Meet Oceanside High School class of ’17’s valedictorian and salutatorian


Oceanside High School’s class of 2017 valedictorian and salutatorian are somewhat opposites.

One is a mathematics expert looking to work in computer science, while the other plans to specialize in the humanities and hopes to enter the field of art history. Topping their peers in raw GPA and achievement, Brett Weinger and Caroline Longo, both 17, couldn’t be further apart in their specialties, but together, they are the valedictorian and salutatorian for the Oceanside High School class of 2017.

Weinger said he wasn’t too surprised when the announcement came through. “I definitely worked hard enough,” he noted about the effort he put in to posting a weighted grade point average of 105.27.

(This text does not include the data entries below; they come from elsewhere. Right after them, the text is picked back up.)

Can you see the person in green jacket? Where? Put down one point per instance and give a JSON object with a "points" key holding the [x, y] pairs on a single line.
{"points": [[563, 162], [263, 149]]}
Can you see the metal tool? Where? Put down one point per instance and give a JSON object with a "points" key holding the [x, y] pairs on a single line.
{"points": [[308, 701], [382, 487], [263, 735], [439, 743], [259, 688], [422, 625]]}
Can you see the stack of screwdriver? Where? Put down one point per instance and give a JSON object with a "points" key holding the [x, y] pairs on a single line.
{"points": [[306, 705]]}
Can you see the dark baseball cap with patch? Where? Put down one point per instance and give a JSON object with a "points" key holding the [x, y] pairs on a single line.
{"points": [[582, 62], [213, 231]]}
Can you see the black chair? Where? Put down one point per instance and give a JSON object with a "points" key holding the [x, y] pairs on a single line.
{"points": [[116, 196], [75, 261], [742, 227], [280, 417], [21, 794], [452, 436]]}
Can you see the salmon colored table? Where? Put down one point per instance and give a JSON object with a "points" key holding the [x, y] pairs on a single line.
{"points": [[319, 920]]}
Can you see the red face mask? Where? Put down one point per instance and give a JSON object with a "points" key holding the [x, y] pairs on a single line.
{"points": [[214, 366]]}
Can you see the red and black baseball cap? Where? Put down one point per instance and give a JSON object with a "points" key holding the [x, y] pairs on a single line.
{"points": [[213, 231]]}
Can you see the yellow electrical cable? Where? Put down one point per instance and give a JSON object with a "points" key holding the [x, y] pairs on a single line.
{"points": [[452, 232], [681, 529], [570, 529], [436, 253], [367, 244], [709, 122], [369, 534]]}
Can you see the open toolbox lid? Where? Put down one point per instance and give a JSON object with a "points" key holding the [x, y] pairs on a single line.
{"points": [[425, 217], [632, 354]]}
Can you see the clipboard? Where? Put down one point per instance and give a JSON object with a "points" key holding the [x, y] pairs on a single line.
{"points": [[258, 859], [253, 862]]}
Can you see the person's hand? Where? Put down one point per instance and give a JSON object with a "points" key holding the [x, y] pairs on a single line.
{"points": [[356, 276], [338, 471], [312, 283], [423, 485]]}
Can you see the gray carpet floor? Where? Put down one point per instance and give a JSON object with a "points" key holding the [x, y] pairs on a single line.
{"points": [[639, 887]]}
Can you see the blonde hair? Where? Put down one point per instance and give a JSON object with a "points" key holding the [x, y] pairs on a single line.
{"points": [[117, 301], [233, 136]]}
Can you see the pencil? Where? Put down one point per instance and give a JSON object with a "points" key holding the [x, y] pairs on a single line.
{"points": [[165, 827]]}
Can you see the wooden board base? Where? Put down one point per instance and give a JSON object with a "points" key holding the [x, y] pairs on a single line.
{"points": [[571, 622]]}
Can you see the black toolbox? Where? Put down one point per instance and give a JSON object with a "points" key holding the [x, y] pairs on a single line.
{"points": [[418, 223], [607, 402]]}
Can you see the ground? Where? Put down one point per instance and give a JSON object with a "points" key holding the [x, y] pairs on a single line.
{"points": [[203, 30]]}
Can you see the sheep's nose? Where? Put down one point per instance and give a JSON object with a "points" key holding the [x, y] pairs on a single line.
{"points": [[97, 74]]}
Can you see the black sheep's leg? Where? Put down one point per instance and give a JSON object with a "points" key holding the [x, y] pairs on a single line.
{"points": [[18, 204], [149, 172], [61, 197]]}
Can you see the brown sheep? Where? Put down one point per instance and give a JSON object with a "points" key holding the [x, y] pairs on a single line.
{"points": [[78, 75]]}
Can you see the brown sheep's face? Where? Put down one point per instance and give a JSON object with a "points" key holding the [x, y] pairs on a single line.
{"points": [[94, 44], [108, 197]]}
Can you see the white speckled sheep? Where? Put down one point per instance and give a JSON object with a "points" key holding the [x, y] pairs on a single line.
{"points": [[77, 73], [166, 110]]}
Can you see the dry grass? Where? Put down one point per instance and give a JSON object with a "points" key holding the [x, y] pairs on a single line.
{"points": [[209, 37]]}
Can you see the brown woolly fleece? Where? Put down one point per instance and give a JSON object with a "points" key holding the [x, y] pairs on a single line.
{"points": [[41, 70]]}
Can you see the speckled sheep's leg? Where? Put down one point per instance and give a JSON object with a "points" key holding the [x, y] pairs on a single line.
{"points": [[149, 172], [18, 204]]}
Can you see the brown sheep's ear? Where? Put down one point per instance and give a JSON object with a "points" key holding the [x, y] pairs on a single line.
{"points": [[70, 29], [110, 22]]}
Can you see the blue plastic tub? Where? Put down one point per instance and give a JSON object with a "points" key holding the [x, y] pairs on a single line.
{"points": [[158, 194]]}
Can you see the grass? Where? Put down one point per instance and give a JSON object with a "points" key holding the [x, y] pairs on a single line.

He added that the key to his success was finding something to love in his class work. “I really do enjoy what I’m doing,” he said.

Longo, on the other hand, said she had no idea that she would achieve the second highest rank in her class, but noted that “learning for the sake of learning” is the philosophy that drives her. Although at first unaware of her exact 104.45 GPA, she has achieved much in her high school career. Most recently, she worked through the Italian Consulate and Olympic Committee to help raise more than $1,500 for victims of the earthquakes that struck central Italy earlier this year.

Interested in computer programming and artificial intelligence, Weinger created an algorithm for an online pirate video game he played in middle school. The code is designed to observe actions taken by the player and use that data to suggest what they could do next. He submitted the program to the game’s developers, and he said that they are currently working on implementing it.

Both students are fast talkers. “People say my mind works faster than my mouth,” Weinger noted. A math expert, he said he prefers objective solutions to questions, while Longo, who excels in English and history, is attracted to subjective and nuanced answers.

She is thinking of combining her love of art and the classics with chemistry. The reasoning, Longo said, is to work towards her dream of becoming a museum curator, where knowledge of chemistry is required to preserve artifacts and artwork, as well as analyze them for the techniques used in their creation.

Weinger is tentatively looking to study economics and computer science. Although still unsure of where he would like to go with it, he said he thinks he could apply his experience in developing artificial intelligence to economics.

Longo will be heading to the University of Chicago in the fall, and Weinger is enrolled at Stony Brook University. In keeping with her intellectual philosophy, Longo said she appreciated the freedom that her university provides in terms of combining interests, while Weinger looks forward to working within Stony Brook’s prestigious computer science division.

Although excited to dive into her major, Longo, half-jokingly acknowledged that it might not be for everyone: “They say it’s where fun goes to die.”